The narrative-heavy document confidently answers its own rhetorical question as to why higher tariffs will help the President Make America Great Again with two little words: “It’s simple”. It argues that through aggressive and/or reciprocal tariffs, a high-wage, job-rich, innovative and secure “Production Economy” will emerge, increasing manufacturing’s GDP share, raising real median household income, and decreasing the size of America’s trade deficit.
What’s not to like?
The problem is that trade and industrial policies are never simple, either in design or in application. There are always consequences, many of them unintended. Some of these can be absorbed, others have oversized impacts on industrial competitiveness, production costs and consumer prices.

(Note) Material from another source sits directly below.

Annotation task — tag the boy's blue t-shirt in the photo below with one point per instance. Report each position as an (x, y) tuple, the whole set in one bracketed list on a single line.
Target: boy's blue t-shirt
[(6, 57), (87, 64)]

South Africa currently has, in its long-steel sector, a live example of the real-world effects of an industrial strategy that has been combined with a trade policy intervention. To facilitate upstream competition after having extended trade protection in favour of the country’s last remaining flat-steel producer, ArcelorMittal South Africa (AMSA), government introduced a price preference system on scrap metal in 2013 and an export tax on scrap in 2020 to lower the cost of input material to electric arc furnace (EAF) steelmakers.
The combination has indeed bolstered the competitiveness of the EAF steelmakers, which mostly produce long products, often in the form of reinforcing bar. At the same time, though, it has undermined the viability of AMSA’s integrated Newcastle mill, which produces steel using iron-ore and coking coal as inputs.
Despite protracted attempts to prevent the mill’s closure, AMSA has taken the decision to place the Newcastle facility into care and maintenance, together with its other longs businesses at Vereeniging and at the old Highveld Steel operation. The closure will affect thousands of workers and there is serious concern for the future of lives and livelihoods in the mill’s host town in northern KwaZulu-Natal, given the centrality of the operation to the local economy.
The net economic picture emerging from this policy intervention is blurred, as the scrap advantage has helped reduce some downstream prices and facilitate some competition. Nevertheless, the associated fallout serves to illustrate the complexities involved when making trade or industrial policy decisions.
Given the highly integrated nature of global supply chains, it will be no easy task to replace imported intermediate products with ones made in America, let alone to do so quickly and without raising costs and, as a consequence, prices.
More worrying, though, are the growth and trade implications that are likely to arise should America’s blunt-instrument approach to trade policy trigger an all-out trade war.
As the world has learnt to its peril, such beggar-thy-neighbour trade policies have previously morphed into real and deadly hot wars – a lesson that billionaire investor Warren Buffett recently echoed when he cautioned that tariffs are “an act of war”.